Сибирская Вандея. Судьба атамана Анненкова - стр. 11
Мне представляется, что ответ заключается в том, что патриот Анненков видел, как нагло большевики разваливали святую для него организацию – армию, как бросала она окопы, как новые хозяева сдавали врагу страну, как тот все глубже и глубже вгрызался в российские пределы. Он видел, каким издевательствам они подвергали лучших представителей народа – офицеров. Наконец, Анненков принадлежал к офицерам, которые – не чета нам, советским, безропотно позволившим ренегатам, ворам, жуликам и иностранцам развалить Советский Союз сначала территориально, а затем прибрать к рукам и власть, и созданное природой и народом богатство. Но Анненков все-таки не был, по-видимому, убежденным монархистом и вскоре пересмотрел свои взгляды. В его войсках не развевались трехцветные флаги, не пели гимн «Боже, царя храни!», не было и других атрибутов монархии.
«Я впервые услышал на процессе, что он – монархист!» – удивлялся его начальник штаба Денисов.

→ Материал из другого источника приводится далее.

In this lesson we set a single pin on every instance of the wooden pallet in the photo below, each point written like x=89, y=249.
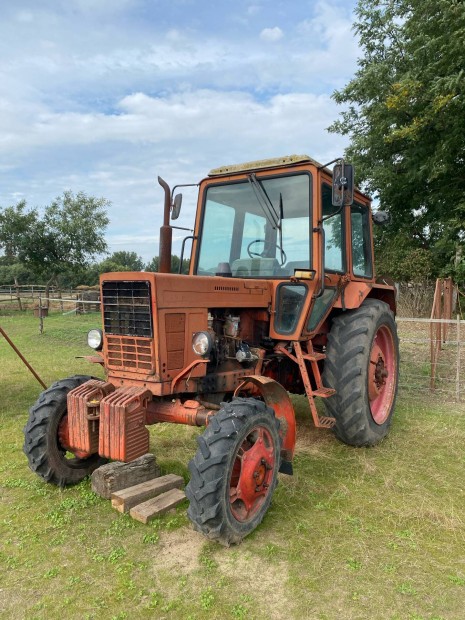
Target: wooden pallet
x=150, y=499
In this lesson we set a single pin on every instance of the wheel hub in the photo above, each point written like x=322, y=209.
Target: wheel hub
x=252, y=474
x=378, y=373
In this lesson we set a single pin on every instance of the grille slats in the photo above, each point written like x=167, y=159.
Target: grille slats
x=127, y=308
x=127, y=319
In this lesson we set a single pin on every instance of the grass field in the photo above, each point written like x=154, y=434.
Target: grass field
x=354, y=534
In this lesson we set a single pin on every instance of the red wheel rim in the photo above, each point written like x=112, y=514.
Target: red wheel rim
x=382, y=375
x=251, y=474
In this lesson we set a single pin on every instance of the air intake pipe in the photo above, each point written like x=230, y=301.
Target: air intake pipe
x=166, y=232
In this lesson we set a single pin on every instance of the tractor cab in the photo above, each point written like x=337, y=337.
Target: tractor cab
x=280, y=297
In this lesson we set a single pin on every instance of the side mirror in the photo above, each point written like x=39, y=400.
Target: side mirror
x=176, y=206
x=381, y=218
x=343, y=184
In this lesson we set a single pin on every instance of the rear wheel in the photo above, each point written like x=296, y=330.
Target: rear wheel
x=362, y=365
x=46, y=435
x=234, y=472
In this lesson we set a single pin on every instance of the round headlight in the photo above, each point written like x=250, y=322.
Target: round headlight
x=95, y=339
x=202, y=343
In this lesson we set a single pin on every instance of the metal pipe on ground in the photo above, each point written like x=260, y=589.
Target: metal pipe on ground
x=21, y=357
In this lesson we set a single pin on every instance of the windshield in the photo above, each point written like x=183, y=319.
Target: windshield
x=259, y=227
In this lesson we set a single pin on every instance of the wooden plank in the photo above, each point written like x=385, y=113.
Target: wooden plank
x=127, y=498
x=157, y=506
x=115, y=476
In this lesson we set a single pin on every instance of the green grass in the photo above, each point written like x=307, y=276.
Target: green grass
x=354, y=534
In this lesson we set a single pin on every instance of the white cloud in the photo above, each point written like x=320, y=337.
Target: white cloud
x=271, y=35
x=105, y=104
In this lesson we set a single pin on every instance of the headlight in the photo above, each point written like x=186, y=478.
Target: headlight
x=202, y=343
x=95, y=339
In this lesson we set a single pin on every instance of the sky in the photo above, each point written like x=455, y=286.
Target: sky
x=102, y=96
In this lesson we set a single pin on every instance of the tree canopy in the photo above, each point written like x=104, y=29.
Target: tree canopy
x=66, y=237
x=404, y=111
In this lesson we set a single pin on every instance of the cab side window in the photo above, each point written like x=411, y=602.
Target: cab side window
x=361, y=243
x=334, y=233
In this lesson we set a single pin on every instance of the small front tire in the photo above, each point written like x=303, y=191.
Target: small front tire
x=234, y=472
x=44, y=437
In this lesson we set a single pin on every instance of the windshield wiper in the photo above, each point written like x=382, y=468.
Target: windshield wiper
x=268, y=208
x=264, y=201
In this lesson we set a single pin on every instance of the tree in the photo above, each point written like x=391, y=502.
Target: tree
x=124, y=261
x=405, y=116
x=66, y=238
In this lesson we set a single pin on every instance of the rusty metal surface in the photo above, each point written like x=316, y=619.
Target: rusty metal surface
x=123, y=436
x=276, y=397
x=83, y=415
x=313, y=357
x=191, y=412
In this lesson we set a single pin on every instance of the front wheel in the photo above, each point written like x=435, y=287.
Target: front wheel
x=46, y=434
x=362, y=365
x=234, y=472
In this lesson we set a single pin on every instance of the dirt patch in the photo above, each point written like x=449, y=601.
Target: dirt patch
x=179, y=550
x=265, y=581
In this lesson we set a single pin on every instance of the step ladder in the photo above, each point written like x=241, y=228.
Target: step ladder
x=300, y=358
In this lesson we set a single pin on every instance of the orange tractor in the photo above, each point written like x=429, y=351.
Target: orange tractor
x=281, y=297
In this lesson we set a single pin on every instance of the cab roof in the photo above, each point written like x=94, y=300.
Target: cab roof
x=260, y=164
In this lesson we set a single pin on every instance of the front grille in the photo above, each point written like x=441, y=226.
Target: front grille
x=130, y=354
x=127, y=308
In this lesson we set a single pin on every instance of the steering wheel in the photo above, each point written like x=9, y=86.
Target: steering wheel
x=266, y=246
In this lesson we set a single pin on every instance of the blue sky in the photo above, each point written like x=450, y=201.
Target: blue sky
x=104, y=95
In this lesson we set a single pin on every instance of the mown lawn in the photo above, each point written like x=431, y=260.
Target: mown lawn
x=354, y=534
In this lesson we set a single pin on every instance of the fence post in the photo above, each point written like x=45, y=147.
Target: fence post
x=457, y=376
x=18, y=295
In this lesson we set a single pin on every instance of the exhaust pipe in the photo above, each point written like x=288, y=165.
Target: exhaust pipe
x=166, y=232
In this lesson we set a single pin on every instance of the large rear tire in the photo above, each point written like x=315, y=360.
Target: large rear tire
x=234, y=472
x=362, y=365
x=45, y=437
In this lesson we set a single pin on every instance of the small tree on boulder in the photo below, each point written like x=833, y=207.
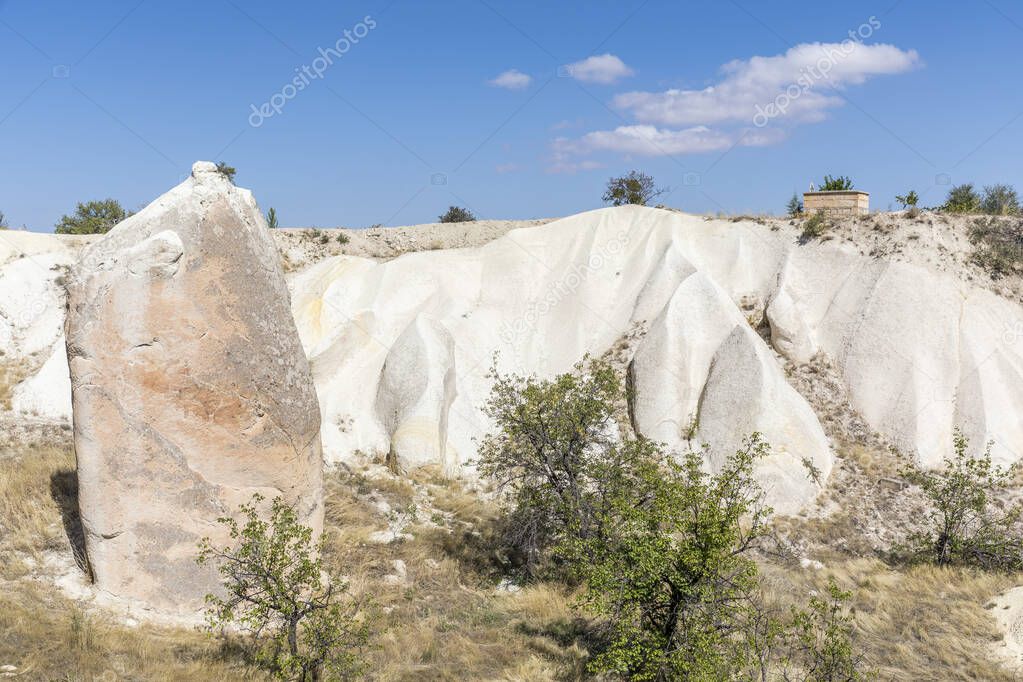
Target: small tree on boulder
x=456, y=215
x=92, y=218
x=841, y=183
x=637, y=188
x=300, y=627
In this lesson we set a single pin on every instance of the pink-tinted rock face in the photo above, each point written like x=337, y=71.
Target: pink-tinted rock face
x=190, y=390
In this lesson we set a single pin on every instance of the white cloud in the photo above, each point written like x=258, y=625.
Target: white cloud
x=798, y=86
x=603, y=69
x=652, y=141
x=512, y=80
x=565, y=167
x=791, y=82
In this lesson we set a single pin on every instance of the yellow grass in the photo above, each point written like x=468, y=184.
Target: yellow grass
x=447, y=621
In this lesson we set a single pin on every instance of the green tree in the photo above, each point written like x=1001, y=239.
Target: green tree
x=1001, y=200
x=552, y=444
x=795, y=206
x=908, y=199
x=226, y=171
x=637, y=188
x=92, y=218
x=672, y=571
x=821, y=646
x=299, y=627
x=840, y=183
x=968, y=526
x=456, y=215
x=962, y=198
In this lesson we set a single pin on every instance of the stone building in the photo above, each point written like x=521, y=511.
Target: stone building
x=850, y=201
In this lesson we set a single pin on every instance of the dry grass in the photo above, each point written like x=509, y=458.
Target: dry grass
x=921, y=624
x=11, y=373
x=447, y=620
x=36, y=490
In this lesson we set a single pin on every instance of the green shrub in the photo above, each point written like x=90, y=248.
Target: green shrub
x=92, y=218
x=967, y=524
x=821, y=645
x=672, y=571
x=664, y=550
x=298, y=627
x=997, y=245
x=637, y=188
x=908, y=199
x=840, y=183
x=1001, y=200
x=226, y=171
x=962, y=198
x=456, y=215
x=550, y=447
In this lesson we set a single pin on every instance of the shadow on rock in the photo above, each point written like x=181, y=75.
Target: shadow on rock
x=63, y=490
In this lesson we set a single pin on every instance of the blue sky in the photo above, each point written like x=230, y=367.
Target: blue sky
x=515, y=108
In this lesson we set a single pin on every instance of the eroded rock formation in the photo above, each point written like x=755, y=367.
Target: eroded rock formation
x=190, y=390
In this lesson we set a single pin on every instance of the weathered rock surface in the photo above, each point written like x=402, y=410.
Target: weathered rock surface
x=919, y=351
x=915, y=334
x=190, y=390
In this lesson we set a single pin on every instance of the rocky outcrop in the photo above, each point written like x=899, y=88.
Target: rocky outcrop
x=919, y=351
x=190, y=390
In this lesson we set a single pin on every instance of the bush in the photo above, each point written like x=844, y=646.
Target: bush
x=997, y=246
x=814, y=227
x=456, y=215
x=553, y=440
x=665, y=550
x=226, y=171
x=820, y=640
x=92, y=218
x=1001, y=200
x=967, y=525
x=299, y=628
x=673, y=574
x=795, y=206
x=908, y=199
x=962, y=198
x=840, y=183
x=637, y=188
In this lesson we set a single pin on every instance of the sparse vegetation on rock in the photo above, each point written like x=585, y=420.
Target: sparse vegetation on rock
x=910, y=198
x=997, y=245
x=456, y=215
x=1001, y=199
x=226, y=171
x=300, y=626
x=968, y=525
x=795, y=206
x=636, y=187
x=962, y=198
x=92, y=218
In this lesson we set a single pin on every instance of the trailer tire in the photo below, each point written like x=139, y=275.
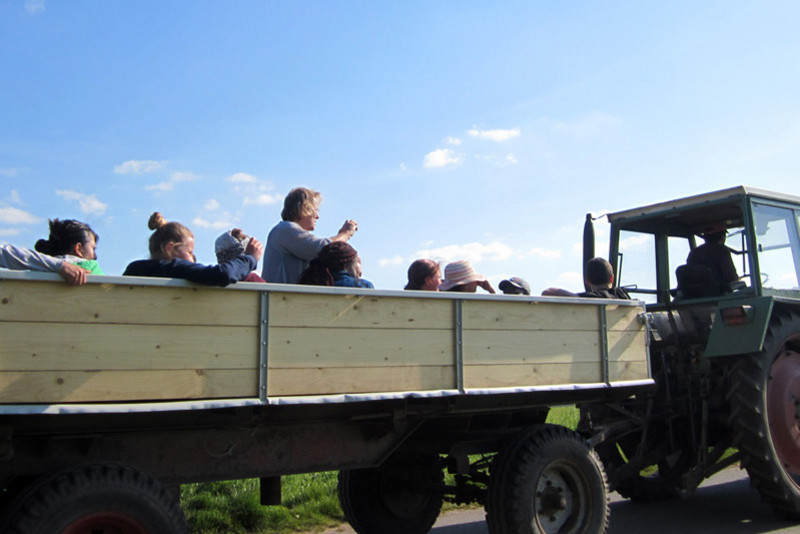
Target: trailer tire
x=97, y=499
x=547, y=480
x=402, y=496
x=764, y=392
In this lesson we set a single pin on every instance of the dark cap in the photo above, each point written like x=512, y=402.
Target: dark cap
x=515, y=286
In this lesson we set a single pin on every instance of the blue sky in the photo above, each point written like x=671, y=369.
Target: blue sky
x=451, y=130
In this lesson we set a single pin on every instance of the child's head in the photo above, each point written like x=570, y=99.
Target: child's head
x=69, y=236
x=231, y=245
x=170, y=240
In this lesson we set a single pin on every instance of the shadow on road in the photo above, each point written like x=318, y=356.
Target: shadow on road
x=723, y=505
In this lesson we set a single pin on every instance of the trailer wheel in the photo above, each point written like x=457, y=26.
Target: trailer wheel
x=94, y=499
x=402, y=496
x=764, y=396
x=547, y=481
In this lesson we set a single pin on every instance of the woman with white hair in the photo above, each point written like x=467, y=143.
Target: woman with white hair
x=290, y=244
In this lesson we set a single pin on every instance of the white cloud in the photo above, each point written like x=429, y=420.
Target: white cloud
x=474, y=252
x=34, y=7
x=395, y=260
x=219, y=224
x=570, y=279
x=183, y=177
x=163, y=186
x=242, y=178
x=441, y=158
x=545, y=254
x=88, y=203
x=264, y=199
x=138, y=167
x=635, y=242
x=174, y=178
x=14, y=197
x=494, y=135
x=17, y=216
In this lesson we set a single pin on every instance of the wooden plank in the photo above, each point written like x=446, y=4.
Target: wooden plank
x=529, y=315
x=516, y=346
x=336, y=381
x=531, y=374
x=356, y=347
x=119, y=386
x=117, y=347
x=628, y=370
x=627, y=346
x=549, y=374
x=359, y=311
x=22, y=300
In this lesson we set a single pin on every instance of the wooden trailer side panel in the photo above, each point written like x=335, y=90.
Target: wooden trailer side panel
x=119, y=343
x=548, y=343
x=334, y=344
x=134, y=342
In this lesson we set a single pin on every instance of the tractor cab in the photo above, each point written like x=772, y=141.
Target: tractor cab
x=650, y=246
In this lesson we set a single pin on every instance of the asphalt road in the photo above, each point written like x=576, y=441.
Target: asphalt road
x=724, y=504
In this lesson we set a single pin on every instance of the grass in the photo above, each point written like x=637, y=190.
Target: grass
x=309, y=501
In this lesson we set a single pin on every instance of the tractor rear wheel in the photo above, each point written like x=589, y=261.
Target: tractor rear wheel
x=764, y=397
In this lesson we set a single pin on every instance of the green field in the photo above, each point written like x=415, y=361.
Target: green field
x=309, y=501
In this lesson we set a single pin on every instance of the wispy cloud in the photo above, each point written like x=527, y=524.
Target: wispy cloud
x=222, y=223
x=242, y=178
x=87, y=203
x=395, y=260
x=138, y=166
x=253, y=190
x=544, y=254
x=169, y=185
x=441, y=157
x=494, y=135
x=264, y=199
x=17, y=216
x=34, y=7
x=474, y=252
x=14, y=197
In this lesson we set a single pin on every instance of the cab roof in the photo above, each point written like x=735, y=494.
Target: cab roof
x=689, y=215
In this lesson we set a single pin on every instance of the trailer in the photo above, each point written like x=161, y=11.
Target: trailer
x=114, y=393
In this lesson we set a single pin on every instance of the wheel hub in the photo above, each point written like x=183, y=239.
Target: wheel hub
x=783, y=398
x=554, y=500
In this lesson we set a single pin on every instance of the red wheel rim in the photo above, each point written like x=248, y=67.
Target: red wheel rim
x=783, y=396
x=107, y=522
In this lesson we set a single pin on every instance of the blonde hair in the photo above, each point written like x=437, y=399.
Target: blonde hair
x=300, y=202
x=165, y=232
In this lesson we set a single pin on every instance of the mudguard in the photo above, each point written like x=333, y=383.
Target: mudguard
x=745, y=337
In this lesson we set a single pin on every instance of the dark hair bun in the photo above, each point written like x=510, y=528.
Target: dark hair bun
x=156, y=221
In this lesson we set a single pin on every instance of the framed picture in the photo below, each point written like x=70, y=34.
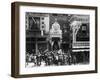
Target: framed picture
x=53, y=39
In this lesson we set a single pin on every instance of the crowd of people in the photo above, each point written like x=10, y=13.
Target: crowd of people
x=48, y=58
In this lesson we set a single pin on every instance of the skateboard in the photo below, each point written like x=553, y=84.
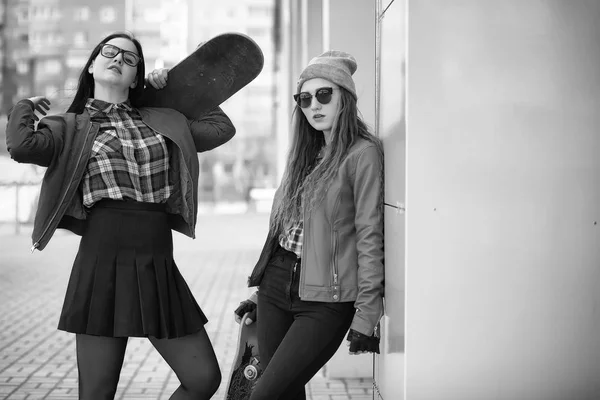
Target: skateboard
x=215, y=71
x=246, y=367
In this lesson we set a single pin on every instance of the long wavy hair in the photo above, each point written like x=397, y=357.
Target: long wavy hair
x=306, y=179
x=85, y=86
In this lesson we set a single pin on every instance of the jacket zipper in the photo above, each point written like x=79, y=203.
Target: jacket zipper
x=187, y=171
x=62, y=200
x=333, y=262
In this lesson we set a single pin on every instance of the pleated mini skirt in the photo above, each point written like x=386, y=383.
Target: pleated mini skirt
x=124, y=281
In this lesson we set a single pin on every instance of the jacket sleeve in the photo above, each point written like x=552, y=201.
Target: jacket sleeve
x=25, y=144
x=368, y=198
x=211, y=130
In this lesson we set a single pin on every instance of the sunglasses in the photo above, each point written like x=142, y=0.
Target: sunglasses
x=304, y=99
x=111, y=51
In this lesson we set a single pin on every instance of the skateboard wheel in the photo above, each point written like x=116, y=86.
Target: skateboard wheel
x=250, y=372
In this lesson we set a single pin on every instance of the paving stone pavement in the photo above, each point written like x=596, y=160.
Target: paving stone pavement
x=38, y=362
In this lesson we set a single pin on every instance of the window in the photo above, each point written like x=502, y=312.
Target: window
x=82, y=14
x=51, y=67
x=76, y=62
x=107, y=15
x=51, y=91
x=22, y=67
x=80, y=39
x=22, y=16
x=22, y=91
x=71, y=84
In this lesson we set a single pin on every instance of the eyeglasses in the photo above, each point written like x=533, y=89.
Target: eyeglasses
x=111, y=51
x=304, y=99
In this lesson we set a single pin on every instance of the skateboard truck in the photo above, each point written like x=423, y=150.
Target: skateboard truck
x=251, y=370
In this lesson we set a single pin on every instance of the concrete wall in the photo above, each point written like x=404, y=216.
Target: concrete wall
x=503, y=200
x=391, y=117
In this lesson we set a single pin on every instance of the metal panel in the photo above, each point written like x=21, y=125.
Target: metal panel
x=503, y=200
x=389, y=365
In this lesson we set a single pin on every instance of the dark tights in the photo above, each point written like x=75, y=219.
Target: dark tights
x=192, y=358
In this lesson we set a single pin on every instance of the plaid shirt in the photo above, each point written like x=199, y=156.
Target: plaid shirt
x=291, y=240
x=128, y=160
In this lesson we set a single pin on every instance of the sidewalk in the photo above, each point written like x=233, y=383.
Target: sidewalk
x=38, y=362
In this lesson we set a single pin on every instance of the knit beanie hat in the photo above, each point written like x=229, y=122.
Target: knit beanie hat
x=335, y=66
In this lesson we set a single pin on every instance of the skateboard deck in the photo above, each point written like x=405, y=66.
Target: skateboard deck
x=246, y=367
x=215, y=71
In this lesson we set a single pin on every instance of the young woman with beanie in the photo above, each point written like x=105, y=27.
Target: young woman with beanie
x=320, y=273
x=122, y=177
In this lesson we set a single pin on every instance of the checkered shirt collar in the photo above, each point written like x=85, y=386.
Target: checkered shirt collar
x=95, y=106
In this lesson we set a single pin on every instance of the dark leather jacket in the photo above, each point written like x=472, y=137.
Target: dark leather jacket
x=342, y=251
x=63, y=143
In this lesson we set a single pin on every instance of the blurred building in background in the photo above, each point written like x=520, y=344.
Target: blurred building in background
x=44, y=45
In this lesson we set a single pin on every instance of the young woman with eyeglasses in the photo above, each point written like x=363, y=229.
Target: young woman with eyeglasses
x=122, y=177
x=320, y=273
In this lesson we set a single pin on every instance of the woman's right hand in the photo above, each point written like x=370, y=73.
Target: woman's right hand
x=246, y=306
x=39, y=104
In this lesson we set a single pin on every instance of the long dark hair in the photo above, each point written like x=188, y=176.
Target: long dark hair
x=305, y=180
x=85, y=86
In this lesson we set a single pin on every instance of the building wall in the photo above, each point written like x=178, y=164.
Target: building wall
x=252, y=109
x=503, y=200
x=391, y=128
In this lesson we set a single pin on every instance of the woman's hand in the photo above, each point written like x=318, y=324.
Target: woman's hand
x=158, y=78
x=246, y=306
x=360, y=344
x=39, y=104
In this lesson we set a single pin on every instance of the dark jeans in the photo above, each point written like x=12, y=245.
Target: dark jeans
x=295, y=338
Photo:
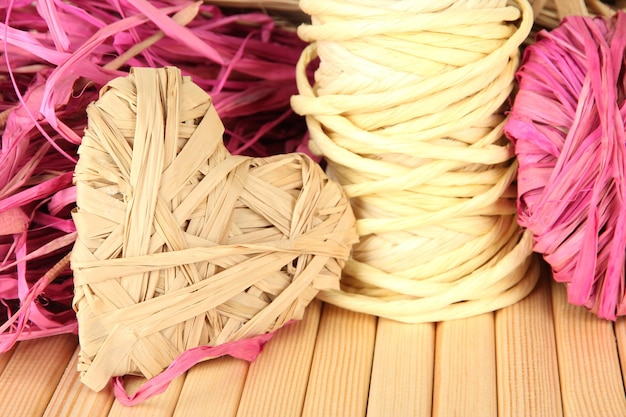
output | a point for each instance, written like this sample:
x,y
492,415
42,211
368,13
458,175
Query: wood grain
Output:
x,y
571,8
341,367
73,399
161,405
32,374
620,335
591,381
4,359
212,388
527,366
277,381
402,370
465,368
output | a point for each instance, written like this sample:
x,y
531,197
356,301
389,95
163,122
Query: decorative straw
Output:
x,y
568,124
181,244
408,111
55,57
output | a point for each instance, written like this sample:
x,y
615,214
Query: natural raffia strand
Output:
x,y
181,244
408,109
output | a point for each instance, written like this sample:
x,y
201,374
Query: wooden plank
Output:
x,y
213,388
73,399
402,370
341,367
465,368
31,375
591,382
527,366
277,380
161,405
620,333
4,359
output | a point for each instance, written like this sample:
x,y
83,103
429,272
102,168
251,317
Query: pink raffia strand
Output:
x,y
568,126
55,56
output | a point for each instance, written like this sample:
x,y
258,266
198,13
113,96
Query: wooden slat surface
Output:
x,y
540,357
528,370
402,370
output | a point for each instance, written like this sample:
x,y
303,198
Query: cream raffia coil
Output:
x,y
407,108
181,244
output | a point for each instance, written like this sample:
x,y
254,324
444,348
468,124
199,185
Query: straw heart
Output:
x,y
181,244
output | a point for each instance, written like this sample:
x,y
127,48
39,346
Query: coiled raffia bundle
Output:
x,y
408,108
181,244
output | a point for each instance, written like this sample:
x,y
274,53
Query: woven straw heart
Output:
x,y
181,244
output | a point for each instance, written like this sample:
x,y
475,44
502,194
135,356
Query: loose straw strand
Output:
x,y
407,108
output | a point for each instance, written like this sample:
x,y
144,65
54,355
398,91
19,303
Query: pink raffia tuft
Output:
x,y
568,126
55,55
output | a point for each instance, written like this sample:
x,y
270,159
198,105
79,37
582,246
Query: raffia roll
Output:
x,y
408,107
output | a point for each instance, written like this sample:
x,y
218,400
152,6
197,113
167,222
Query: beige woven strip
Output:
x,y
181,244
408,108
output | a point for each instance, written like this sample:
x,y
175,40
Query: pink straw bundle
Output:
x,y
568,126
55,57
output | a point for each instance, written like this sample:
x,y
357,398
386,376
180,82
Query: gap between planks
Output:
x,y
591,381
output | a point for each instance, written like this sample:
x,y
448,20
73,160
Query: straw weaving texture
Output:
x,y
408,109
181,244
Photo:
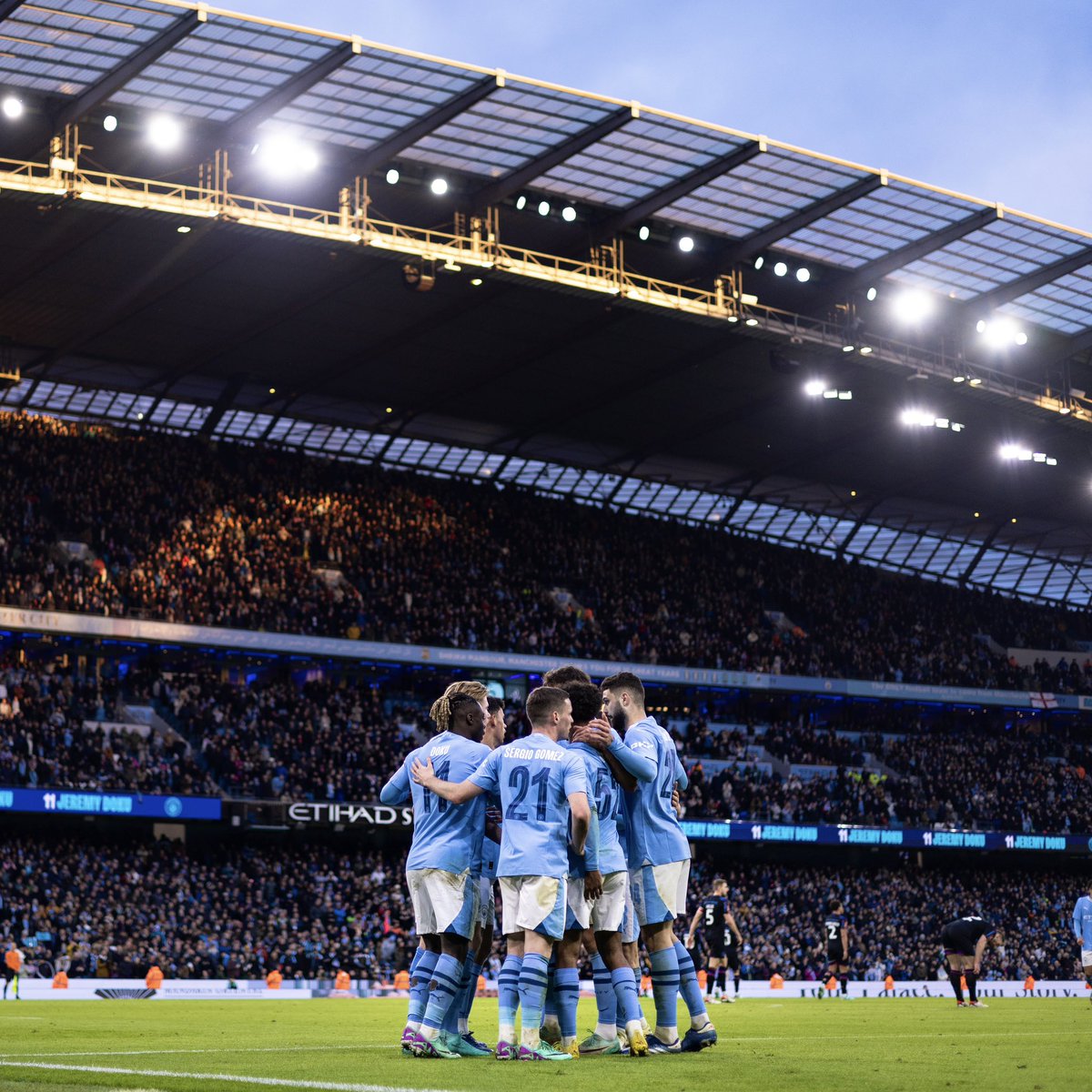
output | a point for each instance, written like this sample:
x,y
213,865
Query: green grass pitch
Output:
x,y
349,1046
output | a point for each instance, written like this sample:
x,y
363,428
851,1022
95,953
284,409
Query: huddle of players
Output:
x,y
591,854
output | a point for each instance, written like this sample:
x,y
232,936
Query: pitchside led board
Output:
x,y
905,839
126,805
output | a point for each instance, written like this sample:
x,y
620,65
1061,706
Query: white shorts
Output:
x,y
629,929
660,891
578,910
533,902
609,909
487,905
442,901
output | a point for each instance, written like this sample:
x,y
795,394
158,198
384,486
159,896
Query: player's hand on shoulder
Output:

Анненков был талантливым штабистом и лично разрабатывал планы на марш, бой, операцию. В этом он также во многом превосходил многих красных командиров и белых генералов даже царской чеканки, имевших в своем распоряжении советников и крупные штабы. Анненков не только разрабатывал планы боевых действий, но и лично руководил ими. «Где Анненков был сам, – говорит Денисов, – там бои всегда выигрывались, а где его не было, – часто проигрывались».
Невольно отдает должное организаторским способностям Анненкова и его отваге общественный обвинитель на суде Паскевич: «Когда нужно было идти в наступление, более решительное и ответственное, атаман Анненков не доверял своим подчиненным и генералам и решал все сам, находясь во главе своих отрядов!» – неожиданно даже для себя вдруг заявил он.
Некоторые советские историки и писатели обвиняют Анненкова в партизанстве, конфликтности, в неподчинении старшим, в неуважении к ним и в других грехах. Между тем они несправедливы, потому что не учитывают обстановку, присущую гражданским войнам вообще и смотрят только в одну сторону. Командиры, склонные к партизанству, были и в Красной армии. Об одном из них, командире 243‑го полка 27‑й Краснознаменной Омской стрелковой дивизии рассказывает в своих воспоминаниях военный комиссар дивизии Андрей Павлович Кучкин:
«Сокк – действительно герой, каких мало. Смелый, бесстрашный, блестяще знающий военное дело. Полком командует с начала ноября 1918 года. 13 ноября наголову разбил 42 Прикамский полк белогвардейской “Народной Армии”. Сокк весь в ранах… Моему собеседнику явно нравилось, что его называют “партизаном”. Его самолюбивой, властной и кипучей натуре это импонировало. “Партизанство” создавало ему настроение. Сознание, что он держится независимо, действует самостоятельно, а в сражениях всегда выигрывает, усиливало его энергию и боевое дерзание. И потому, что он хорошо бил противника, ему прощалось многое. И не только прощалось, но и служило примером для других…
Красноармейца Сокк любил и умел с ним ладить. Одеты, обуты, накормлены они у него были лучше, чем в других полках бригады и, пожалуй, даже дивизии. Красноармейцы же прямо боготворили своего командира. “С ним нам не страшно, – говорили они, – он всегда на линии огня, вместе с нами, а то и впереди нас…”» [22].